12. Desbastar o corcel alegremente



"Tannhauser" de Richard Wagner

As nossas pulsões agressivas e sexuais, quando são acompanhadas de afecto, geram vida, mas podem desencadear violência quando são marcadas pela inveja. Teremos todos de desbastar o potro selvagem com que nascemos. A força bruta do corcel puro sangue só pode expressar-se alegremente quando alegre é o cavaleiro que o desbasta, o domestica, com a magia redentora do amor. Sublimando, transformando em vida o risco de morte contido nos instintos agressivo e sexual que todos trazemos em nós.

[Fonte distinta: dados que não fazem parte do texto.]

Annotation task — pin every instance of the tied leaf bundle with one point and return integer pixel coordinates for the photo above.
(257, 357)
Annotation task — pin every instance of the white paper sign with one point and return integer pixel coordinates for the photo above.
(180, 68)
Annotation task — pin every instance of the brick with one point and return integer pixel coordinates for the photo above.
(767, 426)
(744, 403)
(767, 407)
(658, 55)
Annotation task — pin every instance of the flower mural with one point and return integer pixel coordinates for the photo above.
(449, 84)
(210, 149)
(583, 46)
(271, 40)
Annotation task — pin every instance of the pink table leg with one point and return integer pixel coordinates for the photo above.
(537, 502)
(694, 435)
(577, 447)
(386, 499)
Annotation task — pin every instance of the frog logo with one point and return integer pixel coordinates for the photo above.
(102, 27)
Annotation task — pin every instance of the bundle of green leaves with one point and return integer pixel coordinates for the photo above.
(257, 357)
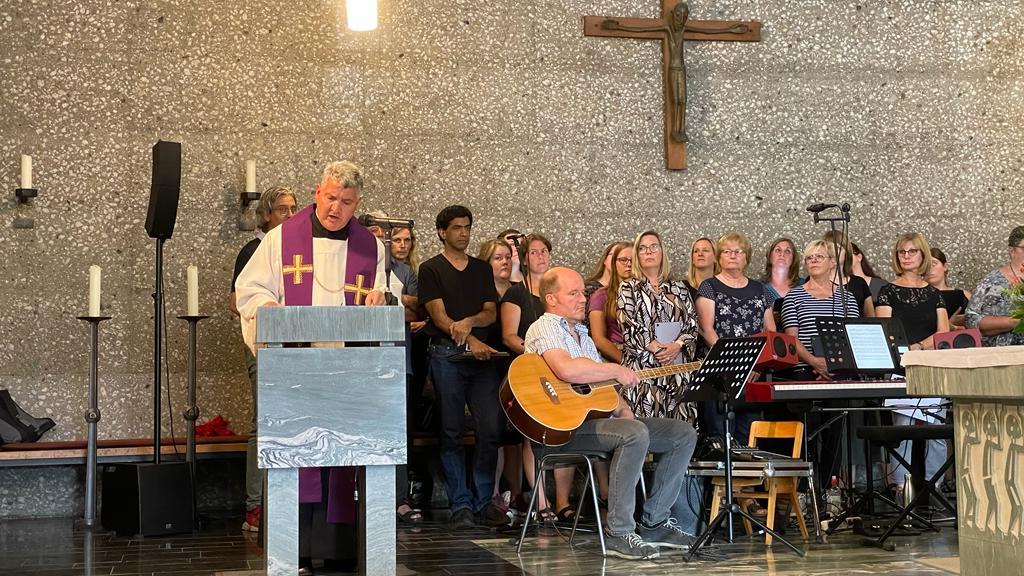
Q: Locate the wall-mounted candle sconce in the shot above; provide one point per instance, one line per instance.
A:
(250, 195)
(26, 192)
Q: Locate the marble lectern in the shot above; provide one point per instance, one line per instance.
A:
(330, 406)
(987, 388)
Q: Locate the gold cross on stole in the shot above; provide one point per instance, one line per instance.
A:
(297, 269)
(359, 290)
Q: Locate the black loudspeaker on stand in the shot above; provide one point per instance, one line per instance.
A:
(155, 498)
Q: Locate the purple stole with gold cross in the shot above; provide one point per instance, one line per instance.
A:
(360, 273)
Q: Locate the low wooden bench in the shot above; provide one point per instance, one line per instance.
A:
(116, 451)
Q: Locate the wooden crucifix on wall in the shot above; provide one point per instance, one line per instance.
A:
(673, 29)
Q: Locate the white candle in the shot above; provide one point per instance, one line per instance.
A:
(26, 171)
(94, 280)
(250, 175)
(193, 277)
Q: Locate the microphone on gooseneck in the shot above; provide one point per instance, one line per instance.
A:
(815, 208)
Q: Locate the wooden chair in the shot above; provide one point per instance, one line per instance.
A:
(772, 488)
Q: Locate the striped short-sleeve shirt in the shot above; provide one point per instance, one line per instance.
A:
(800, 309)
(552, 331)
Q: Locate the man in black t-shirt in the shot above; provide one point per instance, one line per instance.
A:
(458, 294)
(275, 205)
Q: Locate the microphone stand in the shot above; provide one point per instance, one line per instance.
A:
(387, 228)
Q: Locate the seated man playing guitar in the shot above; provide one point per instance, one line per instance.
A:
(562, 340)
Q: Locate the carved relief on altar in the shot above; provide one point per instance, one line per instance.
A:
(990, 483)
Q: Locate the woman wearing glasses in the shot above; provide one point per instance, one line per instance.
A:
(909, 297)
(990, 307)
(648, 298)
(731, 304)
(818, 296)
(603, 320)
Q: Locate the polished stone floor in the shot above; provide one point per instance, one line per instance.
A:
(53, 546)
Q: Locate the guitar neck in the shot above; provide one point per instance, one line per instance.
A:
(655, 373)
(668, 370)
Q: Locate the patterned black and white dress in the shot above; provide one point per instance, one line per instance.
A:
(639, 309)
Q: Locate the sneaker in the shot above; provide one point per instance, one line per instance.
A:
(629, 546)
(252, 520)
(462, 519)
(493, 516)
(667, 535)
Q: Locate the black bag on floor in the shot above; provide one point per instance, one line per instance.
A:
(18, 425)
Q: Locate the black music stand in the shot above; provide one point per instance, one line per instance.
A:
(722, 377)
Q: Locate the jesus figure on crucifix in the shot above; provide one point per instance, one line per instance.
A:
(677, 65)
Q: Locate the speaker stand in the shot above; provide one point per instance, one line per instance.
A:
(158, 344)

- Vais desculpar-me, avô, mas ao ler a história da pérola e de desbastar o corcel alegremente, voltei a questionar-me se tu és um bom contador de histórias, ou se acreditas mesmo no mundo lindíssimo de que falas.


- Essa é uma questão que não tem uma resposta única nem simples. Posso escrever e falar de uma maneira afectivamente neutra se estiver, por exemplo, a descrever como pego num machado e racho lenha para a nossa lareira ou como pescava sargos e douradinhas quando tinha a tua idade. Apesar de me dar imenso prazer rachar lenha e pescar, é um pouco a vida de todas as pessoas. Dá-me prazer, mas não me sinto empolgado ao fazê-lo. Já n’A Pérola (1945) de John Steinbeck e no Corcel e Cavaleiro, de Antero, sentimo-nos arrebatados pelos insondáveis mistérios da Vida. O que tornou conflituosos os pescadores daquela aldeia, não foi não terem apanhado uma pérola excepcional, mas sim ter sido outro pescador, tão pobre como eles, a consegui-lo. E foi a mimésis de Espinosa (1632-1677), a inveja devoradora de engolir a virtude do irmão pescador, que tirou a paz não apenas a um pobre que se tornou rico mas, também, aos pobres que continuaram pobres naquela pacífica aldeia junto ao mar. O mal, a inveja, não é culpa da pérola. Mas sim, e apenas, de todos continuarem pobres menos um. Esta é uma metáfora de facto lindíssima. Foi acreditando convictamente que valia a pena continuar a mergulhar que aquele pescador, sem dúvida bafejado pela sorte, conseguiu vencer a pobreza. Como também são os homens e as mulheres de todos os tempos que acreditam convictamente valer a pena lutar, que acabarão por merecer a sorte de ganhar. Mesmo que para isso tenham que bater-se contra ventos e marés, contra velho do Restelo. Estarás de acordo que a pobreza não se resolve devolvendo a pérola ao mar, como fez o pescador para pacificar o seu povo. Como também não é invejando quantas pérolas se conseguem honestamente que, alguma vez, a pobreza se transformará em riqueza...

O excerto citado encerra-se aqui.